With that one word Set pushed me out of his mind. I stood half-blind, cringing at the stinging whips of the scorching, cutting wind, alone on the world of my enemies.
But Set had not cut the mental link between us fast enough for me to be ejected from his mind empty-handed. While I had gazed upon the face of Sheol through his eyes, I had learned what he knew of the star and the other worlds that formed our solar system.
The sun had been born with this companion, a double-star system. While the sun was a healthy bright yellow star with long eons of stable life ahead of it, its smaller companion was a sickly dull reddish dwarf, barely massive enough to keep its inner fusion fires going, unstable and doomed to extinction.

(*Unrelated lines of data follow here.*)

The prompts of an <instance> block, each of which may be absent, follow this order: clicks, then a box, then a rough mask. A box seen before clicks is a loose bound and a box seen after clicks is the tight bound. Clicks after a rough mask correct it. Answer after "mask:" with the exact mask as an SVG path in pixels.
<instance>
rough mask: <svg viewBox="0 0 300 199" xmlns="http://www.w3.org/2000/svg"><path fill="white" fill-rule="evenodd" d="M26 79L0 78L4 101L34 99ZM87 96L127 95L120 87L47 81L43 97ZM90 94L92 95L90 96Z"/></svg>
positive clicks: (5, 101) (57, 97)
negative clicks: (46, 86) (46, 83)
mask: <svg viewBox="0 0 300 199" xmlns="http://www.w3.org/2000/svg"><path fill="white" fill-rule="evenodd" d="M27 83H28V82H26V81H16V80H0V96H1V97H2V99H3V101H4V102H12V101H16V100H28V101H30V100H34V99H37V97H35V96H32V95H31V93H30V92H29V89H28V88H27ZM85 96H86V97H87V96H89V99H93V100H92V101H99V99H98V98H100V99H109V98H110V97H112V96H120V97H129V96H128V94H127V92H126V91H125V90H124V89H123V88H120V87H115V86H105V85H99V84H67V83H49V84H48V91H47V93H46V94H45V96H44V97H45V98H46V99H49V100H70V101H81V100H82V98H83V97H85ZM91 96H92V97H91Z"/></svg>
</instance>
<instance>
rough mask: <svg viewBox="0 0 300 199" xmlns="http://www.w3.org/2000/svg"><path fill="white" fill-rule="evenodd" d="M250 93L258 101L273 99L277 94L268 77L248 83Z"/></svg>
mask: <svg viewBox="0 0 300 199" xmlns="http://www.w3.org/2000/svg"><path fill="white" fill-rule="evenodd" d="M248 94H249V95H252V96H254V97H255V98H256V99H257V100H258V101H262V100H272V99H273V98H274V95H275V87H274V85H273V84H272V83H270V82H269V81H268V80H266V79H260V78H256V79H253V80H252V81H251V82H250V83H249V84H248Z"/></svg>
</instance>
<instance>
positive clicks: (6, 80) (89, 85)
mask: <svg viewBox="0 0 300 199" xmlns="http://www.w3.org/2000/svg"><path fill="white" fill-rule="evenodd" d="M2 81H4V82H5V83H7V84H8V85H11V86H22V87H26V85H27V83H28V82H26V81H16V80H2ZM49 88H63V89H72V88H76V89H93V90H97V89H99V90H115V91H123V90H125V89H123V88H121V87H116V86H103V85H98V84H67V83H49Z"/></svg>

Huddled close to the sun were four worlds of rock: the closest named after the messenger of the gods because it sped back and forth in the sky so swiftly; the next named for the goddess of love because of its beauty; the third was Earth itself, and the fourth, rust red in appearance, received the name of a war god.
More than twice as far from the sun as the red planet lay the orbit of the feeble dwarf star that Set and his kind called Sheol. A single planet orbited around Sheol, Set’s world of Shaydan. Doomed world of a doomed star.
Unwilling to accept the death of his kind, Set had spent millennia examining the other worlds of the solar system. Using the seething energy of his planet’s core, Set learned how to travel through spacetime, how to move himself through the vastness between the worlds, and through the even greater gulfs between the years.
He found that beyond Sheol lay the giant worlds, planets of gas so cold they were liquefied, gelid, too far from the sun to be abodes for his kind.
Of the four rocky worlds orbiting close to the warm yellow star, the first was nothing but barren rock pitilessly blasted by the heat and hard radiation of the nearby sun. The next was beautiful to gaze upon from afar, but below its dazzling clouds was a hellish world of choking poisonous gases and ground so hot it melted metal. The red planet was cold and bare, its air too thin to breathe, the life that had once flourished upon its surface long since died away. Worse yet, it was too small to have a molten core; there was no energy to tap on the red planet.